Based on intended use, the clinical calculators were categorized into risk calculators, laboratory tests, and therapy recommendations (see Table 1). The calculators were also grouped into medical specialties, country of origin, model type, output type, and target user. The rationale for using race and ethnicity was mainly based on a statistical analysis of epidemiological data that found racial and ethnic differences. Seven of the 48 calculators have been modified to exclude race and ethnicity as predictors (Anemia in pregnancy, ASCVD Risk Calculator, MDRD GFR Equation, Kidney Donor Risk Index (KDRI), Spirometry Reference Value Calculator, Vaginal Birth After Cesarean (VBAC) and UTICalc).

Table 1 Summary of risk calculators, laboratory tests, and therapy recommendations with race- and ethnicity-based guidelines.

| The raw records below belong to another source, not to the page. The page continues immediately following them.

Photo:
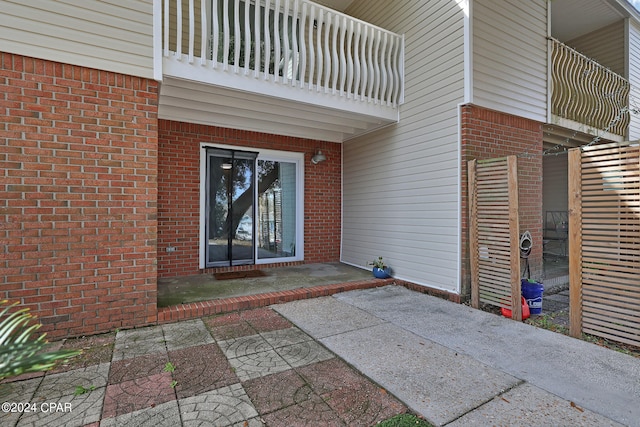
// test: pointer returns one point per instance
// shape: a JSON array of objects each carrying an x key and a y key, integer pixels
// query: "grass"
[
  {"x": 404, "y": 420},
  {"x": 551, "y": 322}
]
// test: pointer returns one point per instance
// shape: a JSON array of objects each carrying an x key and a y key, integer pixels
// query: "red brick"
[{"x": 54, "y": 174}]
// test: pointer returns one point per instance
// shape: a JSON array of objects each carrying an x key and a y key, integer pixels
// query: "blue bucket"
[{"x": 532, "y": 292}]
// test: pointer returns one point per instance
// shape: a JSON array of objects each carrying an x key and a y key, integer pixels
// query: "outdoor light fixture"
[{"x": 318, "y": 157}]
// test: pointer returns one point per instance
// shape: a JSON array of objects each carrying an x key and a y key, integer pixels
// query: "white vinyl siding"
[
  {"x": 401, "y": 184},
  {"x": 634, "y": 78},
  {"x": 510, "y": 57},
  {"x": 110, "y": 35},
  {"x": 605, "y": 46}
]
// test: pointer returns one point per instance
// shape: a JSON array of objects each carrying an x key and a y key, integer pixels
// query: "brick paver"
[{"x": 247, "y": 368}]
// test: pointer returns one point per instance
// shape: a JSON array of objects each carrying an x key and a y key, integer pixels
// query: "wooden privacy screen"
[
  {"x": 493, "y": 234},
  {"x": 604, "y": 242}
]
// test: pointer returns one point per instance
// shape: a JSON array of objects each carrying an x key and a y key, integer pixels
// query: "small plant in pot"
[{"x": 380, "y": 269}]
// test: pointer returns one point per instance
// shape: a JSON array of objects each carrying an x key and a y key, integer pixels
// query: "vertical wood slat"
[
  {"x": 575, "y": 244},
  {"x": 494, "y": 234},
  {"x": 608, "y": 262}
]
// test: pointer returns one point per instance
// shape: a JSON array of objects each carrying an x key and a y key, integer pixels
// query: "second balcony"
[{"x": 291, "y": 67}]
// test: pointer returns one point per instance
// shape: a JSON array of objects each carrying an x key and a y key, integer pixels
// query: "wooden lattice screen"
[
  {"x": 604, "y": 242},
  {"x": 493, "y": 234}
]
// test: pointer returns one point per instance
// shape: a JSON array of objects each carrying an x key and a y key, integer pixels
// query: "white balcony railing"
[
  {"x": 288, "y": 42},
  {"x": 587, "y": 92}
]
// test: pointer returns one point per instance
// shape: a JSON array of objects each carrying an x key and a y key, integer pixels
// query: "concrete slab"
[
  {"x": 595, "y": 378},
  {"x": 322, "y": 317},
  {"x": 431, "y": 379},
  {"x": 527, "y": 405}
]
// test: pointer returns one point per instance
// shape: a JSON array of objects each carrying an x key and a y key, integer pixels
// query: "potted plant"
[{"x": 380, "y": 269}]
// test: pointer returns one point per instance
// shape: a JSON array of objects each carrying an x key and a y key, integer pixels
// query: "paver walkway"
[{"x": 243, "y": 369}]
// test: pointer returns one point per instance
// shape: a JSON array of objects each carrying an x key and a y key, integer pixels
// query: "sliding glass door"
[
  {"x": 277, "y": 208},
  {"x": 230, "y": 226},
  {"x": 252, "y": 207}
]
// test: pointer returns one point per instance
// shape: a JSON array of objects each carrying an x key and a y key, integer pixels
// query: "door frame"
[{"x": 277, "y": 155}]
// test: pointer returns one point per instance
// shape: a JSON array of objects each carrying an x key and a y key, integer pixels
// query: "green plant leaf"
[{"x": 20, "y": 352}]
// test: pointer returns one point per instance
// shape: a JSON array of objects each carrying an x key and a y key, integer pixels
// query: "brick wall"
[
  {"x": 78, "y": 150},
  {"x": 489, "y": 134},
  {"x": 179, "y": 192}
]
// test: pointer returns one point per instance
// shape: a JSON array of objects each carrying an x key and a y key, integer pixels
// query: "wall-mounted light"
[{"x": 318, "y": 157}]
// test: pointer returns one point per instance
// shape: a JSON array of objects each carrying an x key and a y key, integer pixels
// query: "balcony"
[
  {"x": 290, "y": 67},
  {"x": 586, "y": 96}
]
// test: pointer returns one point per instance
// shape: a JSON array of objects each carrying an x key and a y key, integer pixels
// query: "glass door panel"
[
  {"x": 230, "y": 206},
  {"x": 276, "y": 209}
]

Race and ethnicity are treated as separate predictors in only three calculators (Predict COVID-19 Test Result, Predict Hospitalization Risk for COVID-19 Positive, and Kidney Donor Risk Index); in the majority of the calculators, race and ethnicity are treated as a single predictor or only race is included as a predictor. There were 49 distinct race and ethnicity categories, and common categories included White, Black, other, Asian, Caucasian, East Asian, mixed, and South Asian. The category “other” is commonly used to lump groups with small sample sizes for analysis, and most online calculators do not identify which groups are included in the “other” category.

Medications

From Micromedex, we identified 47 (keyword: ancestry), 108 (keyword: descent), 133 (keyword: ethnicity), 17 (keyword: heritage), and 5 (keyword: peoples) medications with potential race- and ethnicity-based guidelines. After removing duplicates and applying the exclusion criteria, the final list contained 15 medications for which we verified that the U.S Food and Drug Administration (FDA) Drug Product Labeling included guidelines based on race and ethnicity (see Fig. 2). Detailed information for each medication is provided in the online database. Based on how race and ethnicity were used, medications were categorized into those with race- and ethnicity-based indication, race- and ethnicity-based dose adjustment, race- and ethnicity-based monitoring, and race- and ethnicity-based pharmacogenetic screening (see Table 2). The rationale for using race and ethnicity was mainly based on a statistical analysis of epidemiological data that found differences in genetics or pharmacokinetics based on race and ethnicity.

Fig. 2
figure 2

Selection of medications with guidelines based on race and ethnicity. *Exclusion criteria for medications, with numbers excluded. Each excluded medication is counted only against the first exclusion criterion that was met: Was a combination of multiple drugs and one of the constituent drugs was already included as a single medication = 43; Had no FDA Drug Label Information = 16; The FDA Drug Label Information did not contain race and ethnicity-based guidelines = 155.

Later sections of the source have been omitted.